Love, J. (dissenting in part).

The indictment charges three defendants, Di Carlo, Tronolone and O’Neill in five counts with the commission of the following crimes: The first three for the crime of conspiracy, (a) to keep

gaming and betting establishments, (b) to commit the crime of book-making and (c) to obstruct justice and the due administration of law pertaining to gambling. The fourth and fifth counts in substance charge the defendant O’Neill, a public officer, with neglect and omission of his duty as a police officer, and the other two defendants with aiding and abetting him. The jury found O’Neill and the other two defendants guilty under the fourth and fifth counts, and Di Carlo and Tronolone guilty under the first two counts as well. After conviction the trial court dismissed the second and fifth counts of the indictment.

The majority of this court have reached the conclusion the court’s action in dismissing the second and fifth counts was not unjustified. With that we agree. We are also in accord with the majority’s conclusion that Di Carlo and Tronolone were properly convicted under the first count but that no sufficient proof is in the record as against them to warrant a conviction under the fourth and fifth counts. We disagree with the other members of this court solely as to the disposition made of the conviction of the defendant *791O’Neill under the fourth count of the indictment insofar as it remits that count for a new trial. In our judgment, the evidence in this record was insufficient to establish the guilt of O’Neill of a willful neglect or omission of his duties as a police officer under either the fourth or fifth counts, so that he is entitled to a dismissal of the indictment.

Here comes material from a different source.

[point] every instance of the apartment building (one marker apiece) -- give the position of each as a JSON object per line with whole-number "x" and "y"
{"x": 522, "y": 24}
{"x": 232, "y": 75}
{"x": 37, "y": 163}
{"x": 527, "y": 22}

O’Neill became a member of the Buffalo Police Department in 1927, serving as a patrolman until 1939, when he was made a lieutenant. In 1942, he was again promoted and made captain. He was assigned to Precinct No. 10 in which the gambling place of the other two defendants was conducted. During his entire period of service in the department, no disciplinary charge had ever been preferred against him. As a matter of fact, his superior officers testified upon this trial that he was an excellent police officer.

The evidence establishes, and we believe conclusively, that the other two defendants did conduct betting places at 379, 381, 383 Niagara Street. As to the Allen Street gambling place, there is no evidence connecting any of these defendants with it.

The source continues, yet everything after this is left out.